Be that as it may, after making this change, we can check if it had the desired effect by getting a new traceback from the compiler and comparing it with the old one:
$ diff trace-a trace-b
14a15
> ./codeowners.go:105:7: leaking param: r to result ~r0 level=0
16d16
< ./codeowners.go:107:3: moved to heap: rule
Success! Distribution is gone. Now let’s see how the removal of this one heap allocation affected performance:
$ hyperfine ./codeowners-a ./codeowners-b
Benchmark 1: ./codeowners-a
Time (mean ± σ): 4.146 s ± 0.003 s [User: 5.809 s, System: 0.249 s]

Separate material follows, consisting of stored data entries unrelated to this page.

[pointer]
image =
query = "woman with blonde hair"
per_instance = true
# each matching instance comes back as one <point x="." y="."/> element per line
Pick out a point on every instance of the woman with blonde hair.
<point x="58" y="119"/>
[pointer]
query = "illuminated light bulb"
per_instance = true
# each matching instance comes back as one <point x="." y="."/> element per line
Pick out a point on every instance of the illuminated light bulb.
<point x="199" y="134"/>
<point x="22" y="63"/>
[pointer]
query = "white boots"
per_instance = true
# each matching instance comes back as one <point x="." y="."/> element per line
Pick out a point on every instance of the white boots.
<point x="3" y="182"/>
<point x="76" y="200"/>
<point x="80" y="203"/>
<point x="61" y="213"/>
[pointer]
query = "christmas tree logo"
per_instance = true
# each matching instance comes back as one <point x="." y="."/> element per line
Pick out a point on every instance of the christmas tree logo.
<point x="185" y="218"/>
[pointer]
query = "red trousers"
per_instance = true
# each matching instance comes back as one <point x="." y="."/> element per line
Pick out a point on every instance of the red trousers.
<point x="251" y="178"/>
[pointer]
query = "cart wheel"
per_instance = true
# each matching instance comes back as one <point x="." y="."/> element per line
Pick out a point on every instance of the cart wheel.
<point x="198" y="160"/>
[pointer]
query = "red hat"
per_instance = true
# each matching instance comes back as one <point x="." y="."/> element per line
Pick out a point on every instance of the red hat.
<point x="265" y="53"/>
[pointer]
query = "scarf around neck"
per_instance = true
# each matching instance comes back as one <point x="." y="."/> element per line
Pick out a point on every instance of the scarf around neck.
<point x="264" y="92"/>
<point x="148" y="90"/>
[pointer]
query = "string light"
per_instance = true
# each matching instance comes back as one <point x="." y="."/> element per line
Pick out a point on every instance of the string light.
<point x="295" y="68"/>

Range (min … max): 4.139 s … 4.149 s 10 runs
Benchmark 2: ./codeowners-b
Time (mean ± σ): 2.435 s ± 0.029 s [User: 2.424 s, System: 0.026 s]
Range (min … max): 2.413 s … 2.516 s 10 runs
Summary
./codeowners-b ran
1.70 ± 0.02 times faster than ./codeowners-a
Since this distribution took place for
each matched path
, its removal gave in my case an increase in speed by 1.7 times (that is, the program started working 42% faster). Not a bad result for a single character change.